EU leaders agreed on October 23rd 2014 that a domestic 2030 greenhouse gas emission reduction target of at least 40% compared to 1990 will be implemented. This means mass integration of renewables into the energy supply is necessary. However, renewable sources are mostly intermittent and therefore supply and demand can no longer be matched by controlling the supply side. As such, demand side management (DSM) is necessary. In France, smart control of electrical water boilers was able to reduce winter peak electricity demand by 5 %. The potential of localized, domestic thermal energy storage (TES) for DSM is thus apparent. Water heating in buildings is however only 30 % of total heat demand. If the total heat demand could be managed, the peak load could be reduced further.

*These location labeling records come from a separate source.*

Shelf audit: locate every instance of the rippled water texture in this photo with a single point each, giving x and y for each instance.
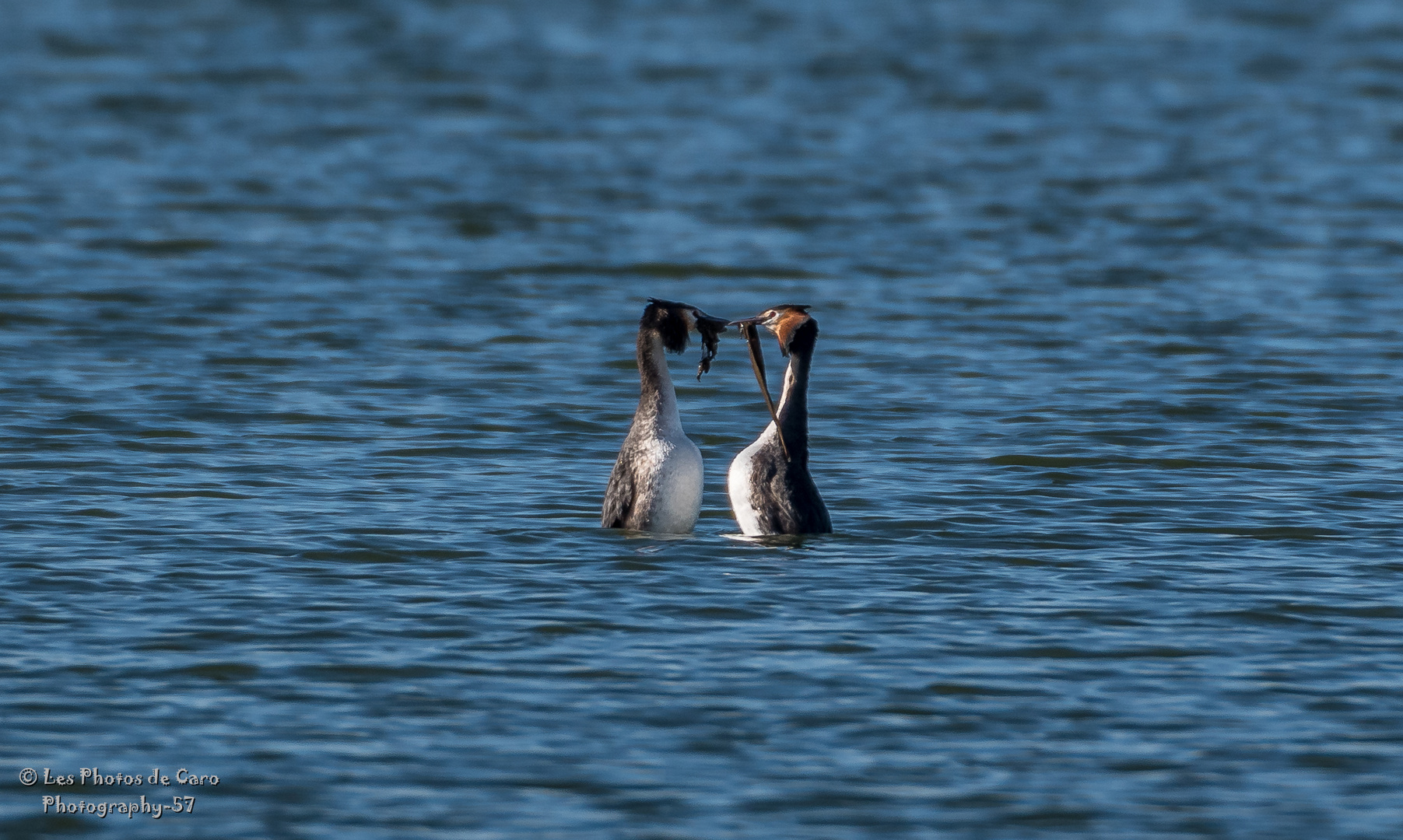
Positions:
(317, 326)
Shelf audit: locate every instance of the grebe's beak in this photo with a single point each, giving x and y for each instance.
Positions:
(752, 341)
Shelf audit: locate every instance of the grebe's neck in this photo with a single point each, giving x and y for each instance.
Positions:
(658, 401)
(793, 410)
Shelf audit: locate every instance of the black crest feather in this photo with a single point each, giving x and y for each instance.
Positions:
(671, 321)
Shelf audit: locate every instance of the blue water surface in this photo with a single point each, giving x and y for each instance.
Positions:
(316, 349)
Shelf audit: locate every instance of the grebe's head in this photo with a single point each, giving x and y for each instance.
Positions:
(782, 320)
(674, 320)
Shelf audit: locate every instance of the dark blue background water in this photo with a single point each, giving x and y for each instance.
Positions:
(316, 324)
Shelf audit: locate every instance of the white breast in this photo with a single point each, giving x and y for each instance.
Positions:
(676, 498)
(738, 487)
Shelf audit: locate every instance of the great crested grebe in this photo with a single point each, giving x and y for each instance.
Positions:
(655, 484)
(769, 484)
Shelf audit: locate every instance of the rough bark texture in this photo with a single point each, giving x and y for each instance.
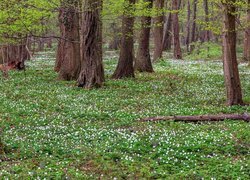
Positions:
(188, 25)
(68, 61)
(207, 32)
(114, 44)
(167, 36)
(193, 32)
(158, 31)
(231, 73)
(246, 54)
(125, 64)
(143, 61)
(176, 31)
(220, 117)
(92, 73)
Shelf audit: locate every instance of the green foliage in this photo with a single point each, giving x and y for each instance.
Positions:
(205, 51)
(21, 18)
(55, 130)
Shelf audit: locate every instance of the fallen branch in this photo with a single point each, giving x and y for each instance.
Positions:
(200, 118)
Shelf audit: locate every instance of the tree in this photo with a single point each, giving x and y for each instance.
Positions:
(68, 60)
(125, 64)
(246, 54)
(176, 30)
(158, 30)
(143, 61)
(193, 32)
(188, 25)
(92, 72)
(231, 73)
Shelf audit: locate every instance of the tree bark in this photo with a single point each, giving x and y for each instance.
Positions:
(231, 72)
(207, 32)
(167, 36)
(125, 64)
(188, 25)
(158, 31)
(176, 31)
(193, 33)
(143, 61)
(246, 54)
(68, 60)
(201, 118)
(92, 73)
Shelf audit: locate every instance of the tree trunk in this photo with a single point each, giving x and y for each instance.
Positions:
(193, 33)
(176, 31)
(158, 31)
(231, 73)
(143, 61)
(207, 32)
(115, 42)
(246, 54)
(200, 118)
(125, 64)
(188, 25)
(166, 44)
(68, 61)
(92, 73)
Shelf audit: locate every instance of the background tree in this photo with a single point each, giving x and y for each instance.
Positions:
(158, 29)
(143, 60)
(68, 60)
(125, 64)
(92, 73)
(176, 31)
(231, 73)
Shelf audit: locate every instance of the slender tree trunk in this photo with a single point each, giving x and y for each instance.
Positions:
(68, 61)
(92, 73)
(246, 54)
(166, 44)
(207, 32)
(231, 73)
(193, 33)
(188, 25)
(158, 30)
(176, 31)
(125, 64)
(143, 61)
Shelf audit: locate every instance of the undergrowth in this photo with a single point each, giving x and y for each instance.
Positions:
(54, 130)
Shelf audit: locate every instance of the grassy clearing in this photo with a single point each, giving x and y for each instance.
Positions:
(53, 129)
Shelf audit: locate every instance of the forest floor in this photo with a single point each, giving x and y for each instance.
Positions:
(54, 130)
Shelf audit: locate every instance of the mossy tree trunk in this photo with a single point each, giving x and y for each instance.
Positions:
(143, 60)
(68, 61)
(231, 72)
(125, 64)
(92, 72)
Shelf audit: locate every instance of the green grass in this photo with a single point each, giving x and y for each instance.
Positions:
(54, 130)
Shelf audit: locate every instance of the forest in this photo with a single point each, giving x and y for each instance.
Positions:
(124, 89)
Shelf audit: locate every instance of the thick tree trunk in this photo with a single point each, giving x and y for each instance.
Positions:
(68, 61)
(143, 61)
(200, 118)
(125, 64)
(188, 25)
(114, 44)
(231, 72)
(176, 31)
(246, 54)
(193, 33)
(158, 31)
(207, 32)
(167, 36)
(92, 73)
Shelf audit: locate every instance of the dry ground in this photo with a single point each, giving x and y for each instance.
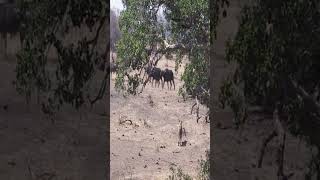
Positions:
(146, 149)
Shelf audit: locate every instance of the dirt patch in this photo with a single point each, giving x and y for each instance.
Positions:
(148, 147)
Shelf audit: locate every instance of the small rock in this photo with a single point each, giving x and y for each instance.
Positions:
(11, 163)
(5, 107)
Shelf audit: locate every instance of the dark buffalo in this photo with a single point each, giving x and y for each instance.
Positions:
(168, 77)
(155, 74)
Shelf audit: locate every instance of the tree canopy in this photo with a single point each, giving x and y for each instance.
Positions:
(45, 24)
(277, 54)
(185, 33)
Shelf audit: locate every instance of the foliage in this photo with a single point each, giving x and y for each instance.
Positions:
(143, 38)
(44, 25)
(277, 54)
(114, 29)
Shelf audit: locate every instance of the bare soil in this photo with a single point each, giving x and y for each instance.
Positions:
(148, 147)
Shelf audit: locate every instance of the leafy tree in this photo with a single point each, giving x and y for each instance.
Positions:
(144, 38)
(114, 29)
(277, 54)
(45, 25)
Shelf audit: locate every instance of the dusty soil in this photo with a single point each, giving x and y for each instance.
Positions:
(147, 148)
(72, 148)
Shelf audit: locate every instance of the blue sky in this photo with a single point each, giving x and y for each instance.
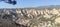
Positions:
(6, 5)
(36, 3)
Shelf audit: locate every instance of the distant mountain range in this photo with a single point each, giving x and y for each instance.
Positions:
(42, 7)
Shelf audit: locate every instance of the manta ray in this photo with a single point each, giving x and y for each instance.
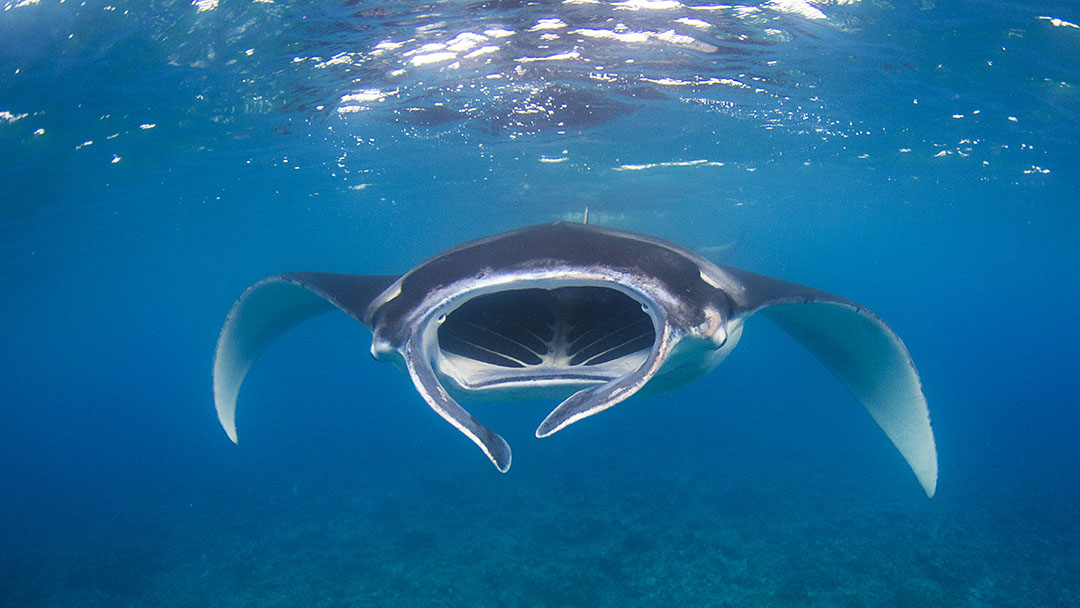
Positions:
(583, 313)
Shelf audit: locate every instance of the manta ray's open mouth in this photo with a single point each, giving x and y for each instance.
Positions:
(551, 332)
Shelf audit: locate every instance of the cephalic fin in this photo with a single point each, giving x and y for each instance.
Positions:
(594, 400)
(429, 387)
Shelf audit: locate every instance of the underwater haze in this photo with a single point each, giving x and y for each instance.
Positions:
(157, 157)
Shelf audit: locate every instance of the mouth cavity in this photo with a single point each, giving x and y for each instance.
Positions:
(565, 329)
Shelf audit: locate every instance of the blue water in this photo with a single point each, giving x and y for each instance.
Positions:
(158, 157)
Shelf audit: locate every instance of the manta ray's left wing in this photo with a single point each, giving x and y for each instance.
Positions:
(272, 307)
(861, 351)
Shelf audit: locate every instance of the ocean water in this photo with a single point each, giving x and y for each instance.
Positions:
(159, 157)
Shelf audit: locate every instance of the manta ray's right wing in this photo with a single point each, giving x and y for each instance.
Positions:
(272, 307)
(861, 351)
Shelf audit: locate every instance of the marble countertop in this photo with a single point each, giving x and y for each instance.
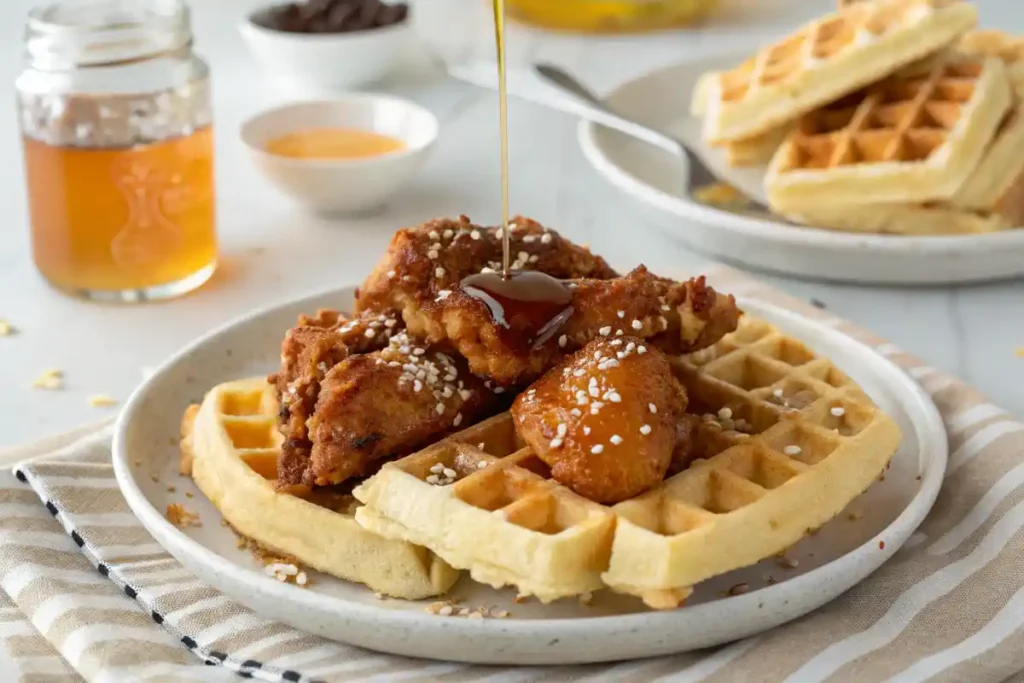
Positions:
(272, 252)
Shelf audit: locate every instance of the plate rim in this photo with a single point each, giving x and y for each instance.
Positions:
(173, 539)
(767, 229)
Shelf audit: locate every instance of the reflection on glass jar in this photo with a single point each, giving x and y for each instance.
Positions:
(609, 15)
(117, 125)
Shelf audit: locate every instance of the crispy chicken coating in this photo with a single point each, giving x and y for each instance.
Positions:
(310, 349)
(383, 404)
(605, 419)
(677, 317)
(434, 257)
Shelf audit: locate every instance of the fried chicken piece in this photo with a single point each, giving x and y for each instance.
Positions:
(423, 261)
(677, 317)
(383, 404)
(605, 419)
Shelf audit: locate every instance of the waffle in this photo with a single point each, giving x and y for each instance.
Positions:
(1001, 45)
(815, 442)
(912, 137)
(826, 59)
(991, 199)
(229, 447)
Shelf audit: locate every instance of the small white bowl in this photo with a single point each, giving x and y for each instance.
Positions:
(343, 185)
(326, 61)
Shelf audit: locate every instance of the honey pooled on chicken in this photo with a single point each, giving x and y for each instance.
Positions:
(605, 419)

The present TES systems are based on the sensible (STES) heat of water. However, there is a tendency towards smaller temperature differences in systems, as this improves efficiency. This strongly decreases the volumetric energy density of STES water storage tanks. Phase Change Material (PCM) based systems are characterized by substantially higher energy densities and operate with minimal temperature differences. PCM’s however have low thermal conductivities. Therefore innovative heat exchanger are required to achieve power requirements. The experimental characterization of these structures remains an open and difficult topic in literature.
A novel characterization method for latent TES systems has been developed at Ghent University. The characterization depends on linking the fraction of the energy stored to the time required to reach this fraction. Furthermore, a setup to test enhancement structures has been constructed.